011.視察と二谷兄
二次関数を使うなら一次関数を使うのではないか。
薄々思っていたことだった。
そして、二次関数は曲線、連射できるボウガンのような性能だった。
では、一次関数は?
直線なら剣のような性質なのではないか?
「予想が当たってくれてよかったよ」
「なっ…!?」
二谷が戸惑うその一瞬の隙を翔子は見逃さない。
「ストレートっ!」
翔子から豪速球が飛んでいく。
いけるっ!
「…y=1/x」
パァーンという派手は音が響き、翔子の攻撃は弾かれる。
…なるほど、反比例のグラフは攻撃を遮断するのか。
「おい、翔子!この前試した「あれ」やるぞ!」
「オッケー杏ちゃん、任せといて!」
「水の…」
「ストップ、ストップ、もういい、おしまいだ」
僕の声は二谷に遮られる。
「降参、降参だよ」
「…は?」
「今日僕が君たちに声をかけた理由は二つ。一つは単純に、僕の教科の練習。もう一つは」
たっぷり間を置いて二谷は言った。
「君たちがどれくらいの力なのか知りたかったのさ。
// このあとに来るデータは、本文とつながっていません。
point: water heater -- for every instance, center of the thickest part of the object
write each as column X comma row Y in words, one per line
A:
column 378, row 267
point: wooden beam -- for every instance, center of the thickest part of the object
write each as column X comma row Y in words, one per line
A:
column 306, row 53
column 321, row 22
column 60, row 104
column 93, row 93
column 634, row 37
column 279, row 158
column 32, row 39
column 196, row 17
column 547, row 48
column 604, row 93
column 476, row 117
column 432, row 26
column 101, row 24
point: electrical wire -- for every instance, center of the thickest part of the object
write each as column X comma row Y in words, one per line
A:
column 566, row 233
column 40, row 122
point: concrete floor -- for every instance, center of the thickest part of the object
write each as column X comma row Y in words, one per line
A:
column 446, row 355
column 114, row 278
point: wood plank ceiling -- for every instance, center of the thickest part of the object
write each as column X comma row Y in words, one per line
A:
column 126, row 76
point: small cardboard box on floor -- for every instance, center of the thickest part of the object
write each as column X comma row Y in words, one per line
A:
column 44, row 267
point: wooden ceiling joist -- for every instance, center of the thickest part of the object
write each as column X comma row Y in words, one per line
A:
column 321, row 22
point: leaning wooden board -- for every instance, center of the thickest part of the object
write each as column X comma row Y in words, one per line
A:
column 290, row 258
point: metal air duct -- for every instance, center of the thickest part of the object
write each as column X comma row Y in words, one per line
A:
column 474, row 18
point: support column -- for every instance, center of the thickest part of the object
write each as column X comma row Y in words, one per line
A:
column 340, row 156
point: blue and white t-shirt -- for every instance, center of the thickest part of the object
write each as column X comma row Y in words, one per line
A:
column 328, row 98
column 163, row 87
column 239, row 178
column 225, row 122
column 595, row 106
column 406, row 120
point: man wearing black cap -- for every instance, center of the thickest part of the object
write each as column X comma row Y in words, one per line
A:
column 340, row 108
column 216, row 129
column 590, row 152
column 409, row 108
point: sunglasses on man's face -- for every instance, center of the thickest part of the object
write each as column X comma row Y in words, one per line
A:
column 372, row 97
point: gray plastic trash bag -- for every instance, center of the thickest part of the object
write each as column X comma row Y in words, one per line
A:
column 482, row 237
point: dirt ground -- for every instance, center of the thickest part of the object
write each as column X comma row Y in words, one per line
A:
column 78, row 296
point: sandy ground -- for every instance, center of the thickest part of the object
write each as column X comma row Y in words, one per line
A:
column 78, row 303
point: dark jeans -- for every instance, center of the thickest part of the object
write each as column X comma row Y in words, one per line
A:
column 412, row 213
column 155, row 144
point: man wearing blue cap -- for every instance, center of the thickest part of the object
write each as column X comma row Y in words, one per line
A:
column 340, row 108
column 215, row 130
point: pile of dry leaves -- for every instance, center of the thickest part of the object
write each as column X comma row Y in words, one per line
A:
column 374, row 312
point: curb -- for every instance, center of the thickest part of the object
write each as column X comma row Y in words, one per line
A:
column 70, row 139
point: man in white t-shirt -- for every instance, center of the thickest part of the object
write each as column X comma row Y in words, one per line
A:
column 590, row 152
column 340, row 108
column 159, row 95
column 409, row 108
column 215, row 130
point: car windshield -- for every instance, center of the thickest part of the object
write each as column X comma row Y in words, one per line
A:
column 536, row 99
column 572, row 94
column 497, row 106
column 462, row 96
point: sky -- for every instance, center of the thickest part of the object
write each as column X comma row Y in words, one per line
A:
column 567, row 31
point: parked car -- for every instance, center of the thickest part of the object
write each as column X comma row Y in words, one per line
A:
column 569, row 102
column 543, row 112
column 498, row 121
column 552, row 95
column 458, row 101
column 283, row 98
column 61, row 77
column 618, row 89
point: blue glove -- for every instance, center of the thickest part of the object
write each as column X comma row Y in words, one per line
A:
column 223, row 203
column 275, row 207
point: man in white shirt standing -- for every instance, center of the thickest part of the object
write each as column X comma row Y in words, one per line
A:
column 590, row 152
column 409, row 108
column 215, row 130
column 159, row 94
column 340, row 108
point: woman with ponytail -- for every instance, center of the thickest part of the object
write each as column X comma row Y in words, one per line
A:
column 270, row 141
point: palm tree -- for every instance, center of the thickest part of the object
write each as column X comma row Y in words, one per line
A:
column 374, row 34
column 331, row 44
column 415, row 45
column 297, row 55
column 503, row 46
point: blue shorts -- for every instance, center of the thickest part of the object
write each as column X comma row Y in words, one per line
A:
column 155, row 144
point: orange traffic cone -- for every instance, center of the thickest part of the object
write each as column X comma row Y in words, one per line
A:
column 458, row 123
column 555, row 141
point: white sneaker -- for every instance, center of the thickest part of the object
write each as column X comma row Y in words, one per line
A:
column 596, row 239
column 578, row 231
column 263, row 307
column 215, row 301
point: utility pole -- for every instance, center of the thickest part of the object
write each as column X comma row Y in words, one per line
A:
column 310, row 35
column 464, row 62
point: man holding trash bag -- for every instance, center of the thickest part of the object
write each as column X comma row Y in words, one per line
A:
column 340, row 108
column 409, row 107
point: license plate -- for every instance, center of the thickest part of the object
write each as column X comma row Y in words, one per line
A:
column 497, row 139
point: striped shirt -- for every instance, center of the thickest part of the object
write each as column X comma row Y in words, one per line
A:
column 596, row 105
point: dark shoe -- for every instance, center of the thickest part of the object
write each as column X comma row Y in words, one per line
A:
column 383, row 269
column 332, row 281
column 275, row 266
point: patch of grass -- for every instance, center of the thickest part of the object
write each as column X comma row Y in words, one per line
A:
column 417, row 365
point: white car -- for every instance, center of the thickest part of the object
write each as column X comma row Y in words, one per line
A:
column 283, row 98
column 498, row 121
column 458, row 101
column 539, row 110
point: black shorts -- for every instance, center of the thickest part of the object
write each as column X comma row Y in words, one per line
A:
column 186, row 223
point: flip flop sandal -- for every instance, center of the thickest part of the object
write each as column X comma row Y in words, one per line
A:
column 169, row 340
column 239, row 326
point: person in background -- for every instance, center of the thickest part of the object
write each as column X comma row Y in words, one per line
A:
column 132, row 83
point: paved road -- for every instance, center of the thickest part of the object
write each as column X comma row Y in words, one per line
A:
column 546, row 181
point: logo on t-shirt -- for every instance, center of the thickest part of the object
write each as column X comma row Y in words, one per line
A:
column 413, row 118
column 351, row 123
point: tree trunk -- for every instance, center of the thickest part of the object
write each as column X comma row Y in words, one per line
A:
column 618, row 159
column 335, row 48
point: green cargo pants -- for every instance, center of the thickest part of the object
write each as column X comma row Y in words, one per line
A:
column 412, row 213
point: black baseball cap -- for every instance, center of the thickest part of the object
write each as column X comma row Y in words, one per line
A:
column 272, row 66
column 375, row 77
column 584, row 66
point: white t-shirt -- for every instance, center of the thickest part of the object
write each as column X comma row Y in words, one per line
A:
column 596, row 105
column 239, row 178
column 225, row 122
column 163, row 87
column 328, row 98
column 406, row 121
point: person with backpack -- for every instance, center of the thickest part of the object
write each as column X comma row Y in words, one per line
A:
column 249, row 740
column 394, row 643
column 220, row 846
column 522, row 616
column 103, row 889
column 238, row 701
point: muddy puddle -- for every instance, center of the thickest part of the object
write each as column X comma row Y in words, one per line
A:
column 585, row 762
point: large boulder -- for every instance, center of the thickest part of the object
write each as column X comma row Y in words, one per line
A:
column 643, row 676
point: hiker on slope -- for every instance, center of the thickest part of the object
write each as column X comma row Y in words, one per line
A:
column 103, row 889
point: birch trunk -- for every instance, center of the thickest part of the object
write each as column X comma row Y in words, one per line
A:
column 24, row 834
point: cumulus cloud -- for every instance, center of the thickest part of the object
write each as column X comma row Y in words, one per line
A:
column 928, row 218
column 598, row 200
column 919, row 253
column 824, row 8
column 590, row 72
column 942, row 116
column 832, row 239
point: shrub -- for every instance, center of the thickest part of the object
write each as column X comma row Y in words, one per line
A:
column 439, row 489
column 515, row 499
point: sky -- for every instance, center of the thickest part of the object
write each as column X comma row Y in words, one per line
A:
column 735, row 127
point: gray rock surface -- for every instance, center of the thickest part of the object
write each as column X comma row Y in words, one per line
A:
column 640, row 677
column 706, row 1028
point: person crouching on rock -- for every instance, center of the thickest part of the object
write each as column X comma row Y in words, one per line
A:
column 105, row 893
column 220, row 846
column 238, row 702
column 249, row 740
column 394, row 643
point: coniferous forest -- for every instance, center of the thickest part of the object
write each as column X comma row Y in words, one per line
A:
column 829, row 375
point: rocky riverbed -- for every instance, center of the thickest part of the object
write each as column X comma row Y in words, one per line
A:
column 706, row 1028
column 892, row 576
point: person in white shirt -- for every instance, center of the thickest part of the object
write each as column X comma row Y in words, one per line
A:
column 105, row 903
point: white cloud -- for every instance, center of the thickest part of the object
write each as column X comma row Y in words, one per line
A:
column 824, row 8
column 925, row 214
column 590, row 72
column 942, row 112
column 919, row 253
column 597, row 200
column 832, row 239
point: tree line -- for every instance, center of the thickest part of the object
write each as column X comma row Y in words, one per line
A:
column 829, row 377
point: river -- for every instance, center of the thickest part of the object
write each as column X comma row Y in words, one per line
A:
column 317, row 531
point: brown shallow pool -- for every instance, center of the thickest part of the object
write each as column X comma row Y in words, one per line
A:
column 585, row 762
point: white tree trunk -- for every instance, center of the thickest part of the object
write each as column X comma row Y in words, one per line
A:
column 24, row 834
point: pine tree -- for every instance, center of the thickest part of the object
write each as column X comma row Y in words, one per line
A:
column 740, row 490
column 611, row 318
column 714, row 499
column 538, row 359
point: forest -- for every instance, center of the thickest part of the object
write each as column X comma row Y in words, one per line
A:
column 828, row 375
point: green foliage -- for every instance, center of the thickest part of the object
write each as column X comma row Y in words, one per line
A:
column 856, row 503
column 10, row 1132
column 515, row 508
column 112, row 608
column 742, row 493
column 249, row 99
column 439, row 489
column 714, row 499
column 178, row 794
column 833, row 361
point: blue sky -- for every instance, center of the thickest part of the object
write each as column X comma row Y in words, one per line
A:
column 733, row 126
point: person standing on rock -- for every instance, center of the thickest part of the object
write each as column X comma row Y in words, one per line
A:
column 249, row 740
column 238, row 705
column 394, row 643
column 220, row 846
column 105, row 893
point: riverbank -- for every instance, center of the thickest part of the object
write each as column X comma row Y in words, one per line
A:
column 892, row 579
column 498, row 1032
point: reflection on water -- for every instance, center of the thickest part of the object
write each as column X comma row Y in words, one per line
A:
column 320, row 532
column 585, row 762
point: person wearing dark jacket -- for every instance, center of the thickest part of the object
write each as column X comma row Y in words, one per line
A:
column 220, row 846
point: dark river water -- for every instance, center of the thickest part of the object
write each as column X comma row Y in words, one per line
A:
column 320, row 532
ほら、適度に敵意があった方が手加減しないでしょ?」
両手をあげ、いたずらし終えた子供のような顔で二谷は笑った。
「…それで?話を聞かせろよ、二谷」
「そうせかさないでくれ、菅原君じゃあるまいし」
僕たちは近くの公園に来ていた。
ベンチに3人腰掛けて話をしていた。
並びは左から二谷、僕、翔子。
翔子は二谷君が真ん中の方が話を聞きやすいと主張したが、僕が断固拒否した。
理由はない。…いやほんとに。
「5年前、僕の兄が姿を消したんだ。兄は高校2年生だった」
「家出ってこと?」
「違うさ、兄の教科の力はすごかった。当時小学生だった僕でも分かるくらい。それくらい強い力を放っていたよ」
「それがお兄さんが消えたのとなんの関係があるの?」
「その朝、兄は「今日は見せ合いがあるんだ」って楽しそうに話して家を出た。帰ってはこなかったけど」
「…なるほど、それで最初のスカウトの話に繋がるわけね」
「そう。時折手紙をくれるんだ。スカウトされたこととか今やってることとか。兄がどこに居るかは分からないからこっちからは手紙の出しようがねいけどね」
ええと?つまり?
翔子と二谷が僕を置いてどんどん話を進める。
要するに、二谷の兄が消えたのは「見せ合い」での「スカウト」が原因ってことか。
「二谷のにぃちゃんが見せ合いでスカウトされて、そのままどこかで活動してるってことね」
「まあまあ当たり」
僕の理解力ではまあまあらしかった。
数学の教科使ってるのに「まあまあ」とか言うな。
「私と杏ちゃんの力を見てどうするの?なんの意味があるの?」
「僕はね、兄を探してるんだ。兄は見せ合いでスカウトされた。だったら僕も見せ合いでスカウトされれば兄に近づけるかもしれないでしょ?そのためにクラスの中でも強そうな2人の戦力を見ておきたかったんだよ」
二谷の顔からは僕と同じような雰囲気を感じた。
二谷の心情はなんとなくわかる。
僕がねぇちゃんを追いかけているように、二谷はにぃちゃんを追いかけているのだろう。
「ほら、味方の力を知っていた連携とかできてアピールできるかもしれないだろう?」
「え、まじ?見せ合いってそんなにクラス同士でバトルっぽくなるの?」
字面からはほんわか自分の「教科」を見せるだけにしか読み取れないが…。
「小室先生も言ってただろう?「高め合うことが目的だ」って」
僕は「傷つけ合うことが目的じゃないとも言っていたぞ」と心の中でつぶやいた。
くそ、ちょっとは他のクラスの敵情視察でもしておくべきだったか?
まぁ人間誰しも新しい力を身につけたら、競い合うものかもしれないな。
いい意味でスポーツ、悪い意味で戦争。
見せ合いは捉え方によってどちらとも取れるからなぁ。
などと、国語の力をもっているものらしく物思いに耽っていると、改まって翔子がきりだす。
「それで、二谷君、あなた肝心なことを言ってないわ」
「肝心なことってなにかな?」
「あなたのお兄さんは教会と異教と、どっちにスカウトされたのよ?」
「異教だよ」
二谷の顔から心情を読むことはできなかった。